Anyway I am reading Oscar Wilde.
I wish to hell I could have had a drink and a conversation with this man.
The book is as much a collection of amazing observations and a specific outlook on life,as it is a work of fiction.
"My dear boy, no woman is a genius. Women are a decorative sex. They never have anything to say but they say it charmingly. Women represent the triumph of matter over mind, just as men represent the triumph of mind over morals."
"My dear boy, the people who love only once in their lives are really the shallow people. What they call their loyalty, and their fidelity, I call either the lethargy of custom of their lack of imagination. Faithfulness is to the emotional life what consistency is to the life of the intellect - simply a confession of failure."
"Most people become bankrupt through having invested too heavily in the prose of life. To have ruined one's self over poetry is an honor."
"People are fond of giving away what they need most themselves."
"Dorian is far too wise not to do foolish things now and then, my dear Basil."
"The reason we all like to think so well of others is that we are all afraid for ourselves. The basis of optimism is sheer terror. We think that we are generous because we credit our neighbor with the possession of those virtues that are likely to be a benefit to us. We praise the banker that we may overdraw our account, and find good qualities in the highway man in the hope that he may spare our pockets. I mean everything that I have said. I have the greatest contempt for optimism."
"To be good is to be in harmony with one's self. Discord is to be forced to be in harmony with others."
"I should fancy that the real tragedy of the poor is that they can afford nothing but self-denial. Beautiful sins, like beautiful things, are the privilege of the rich."
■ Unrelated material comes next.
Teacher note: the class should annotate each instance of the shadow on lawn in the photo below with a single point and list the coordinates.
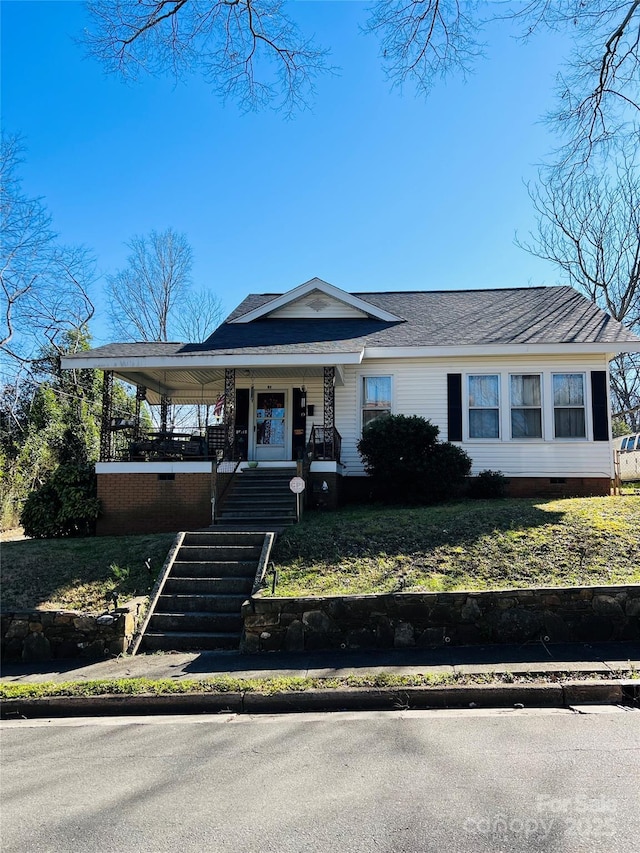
(75, 573)
(394, 531)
"My dear Dorian, the only way a woman can ever reform a man is by boring him so completely that he loses all possible interest in life."
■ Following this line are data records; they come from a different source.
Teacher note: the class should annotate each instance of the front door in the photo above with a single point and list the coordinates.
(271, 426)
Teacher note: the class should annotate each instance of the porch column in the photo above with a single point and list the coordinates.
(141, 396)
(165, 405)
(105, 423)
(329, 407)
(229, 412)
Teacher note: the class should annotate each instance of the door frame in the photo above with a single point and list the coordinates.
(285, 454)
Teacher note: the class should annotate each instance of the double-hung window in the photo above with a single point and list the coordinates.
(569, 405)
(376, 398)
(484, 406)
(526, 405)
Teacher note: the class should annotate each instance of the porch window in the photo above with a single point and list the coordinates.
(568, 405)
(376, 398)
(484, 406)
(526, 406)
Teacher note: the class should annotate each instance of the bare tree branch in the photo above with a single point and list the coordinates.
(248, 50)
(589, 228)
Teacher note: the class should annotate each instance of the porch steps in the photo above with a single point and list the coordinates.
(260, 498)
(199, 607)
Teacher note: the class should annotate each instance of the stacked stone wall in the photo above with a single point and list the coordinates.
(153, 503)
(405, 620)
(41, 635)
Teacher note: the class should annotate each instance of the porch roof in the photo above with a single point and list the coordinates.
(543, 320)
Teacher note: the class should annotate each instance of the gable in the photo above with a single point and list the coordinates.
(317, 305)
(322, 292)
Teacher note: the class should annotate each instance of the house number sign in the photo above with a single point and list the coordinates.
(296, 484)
"Good resolutions are useless attempts to interfere with scientific laws. Their origin is pure vanity. Their result is absolutely nil. They give us, now and then, some of those luxurious sterile emotions that have a certain charm for the weak. That is all that can be said for them. They are simply cheques that men draw on a bank where they have no account."
"We live in an age that reads too much to be wise, and thinks too much to be beautiful."
The above comments are courtesy of Lord Henry in The Picture of Dorian Gray.
But of course they reflect the outlook of Oscar Wilde. Regardless of your opinion of his comments, they do provoke a response. They make you react. They make you think. And feel.
He was an outsider and an original thinker. Flamboyant and controversial.
Apparently Kettner's Champagne Bar was one of Wilde's favorite haunts.
I would give anything to have been able to sit on a stool next to him and indulge in conversation.